The pixel processing in the monitor is not the only source of digital noise. All processing steps at the computer side, like a application of a gamma calibration, can also contribute to the final noise level. However, as far as the controlled measurements presented here are concerned, the pixel values fed to the monitor are free of digital noise, meaning that if the software programmed a pixel value X, it was verified that the monitor also received a pixel value X. This is not so trivial actually, even if no gamma calibration is applied, because there is some pixel processing going on at the operating system's and graphics card's level which is difficult to control. For example, some graphics cards implement a hardware gamma table with a higher color resolution than the resolution provided by the data transmission over the video cable. These cards increase the output resolution virtually by applying dithering techniques. Moreover, at the operating system's level (Windows XP in this case), the entries for the gamma table have to be specified as 16bit values, without actually being clear about how these values are exactly down-scaled to the resolution finally provided by the hardware gamma table. Even if the dithering has been disabled and even if the way of how the operating system and the graphics card are down-scaling the gamma table values has been correctly anticipated by the program, surprising things can happen which lack any reasonable explanation. See Figure 8 for some color resolution measurements for the EIZO and, just for comparison, Figure 9 for the BenQ.

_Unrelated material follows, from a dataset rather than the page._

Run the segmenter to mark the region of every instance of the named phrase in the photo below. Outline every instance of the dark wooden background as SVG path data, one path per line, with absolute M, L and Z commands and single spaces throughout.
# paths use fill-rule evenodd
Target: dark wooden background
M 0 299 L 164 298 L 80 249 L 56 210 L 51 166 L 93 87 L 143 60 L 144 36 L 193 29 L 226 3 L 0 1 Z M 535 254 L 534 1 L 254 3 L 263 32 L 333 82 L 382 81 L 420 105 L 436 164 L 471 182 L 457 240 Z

Figure 8: Color resolution measurements with the graphics cards ATI HD7750 and ATI FirePro V4800, each with dithering enabled or disabled (at the graphics driver level via functions from the AMD Display Library). The graphics cards were connected to the EIZO FORIS FG2421. Pixel values between 126 and 130 (in 8bit coding space) have been programmed at a 11bit resolution via the Windows gamma API (SetDeviceGammaRamp) which works with 16bit values. In order to program the value 126.5 (=126+4/8), for example, the pixel value 126 was written to the video memory and the gamma entry for 126 was set to (126<<8)+(4<<5). The gray level's output luminance values for all the 11bit pixel values in the small interval of [126,130) were measured in random order and with repetitions (shown here are the averages).
With dithering ON, the luminance changed every two LSB@11bit steps, which corresponds to an effective resolution of 10bit. Surprisingly, with dithering OFF for the HD7750 graphics card, 8 different luminance levels were measured instead of the expected 4. This cannot be explained by any weird round-off artifacts possibly being induced by the gamma table programming. And indeed, with the FirePro V4800 card, everything looked much more like it was expected, except maybe the rather big step size at pixel value 128 which, however, can be explained by round-off errors in the EIZO.


Figure 9: Like Figure 8 but for the BenQ XL2420T.
Three observations:
1. The weird behavior observed for the HD7750 graphics card in dithering OFF mode is the same as with the EIZO, which was to be expected.
2. In general, the BenQ measurements seem to be more noisy. This is probably an effect of luminance drift which is just worse for the BenQ even after a long warm-up phase.
3. Although the step sizes with the FirePro card in dithering OFF mode (4th graph) are more uniform than for the EIZO, the 10bit step sizes (dithering ON, 3rd graph) are less uniform. Theoretically, the measured step levels should just reflect a mixture of the adjacent 8bit step levels at ratios of 4:0, 3:1, 2:2, 1:3, and 0:4, like it can be observed with the EIZO. One explanation for this effect could be that the spatial dither pattern used by the FirePro graphics card interferes badly with the dither pattern used in the BenQ monitor. Both, the HD7750 graphics card and the EIZO might apply different dither patterns which do not interfere so much.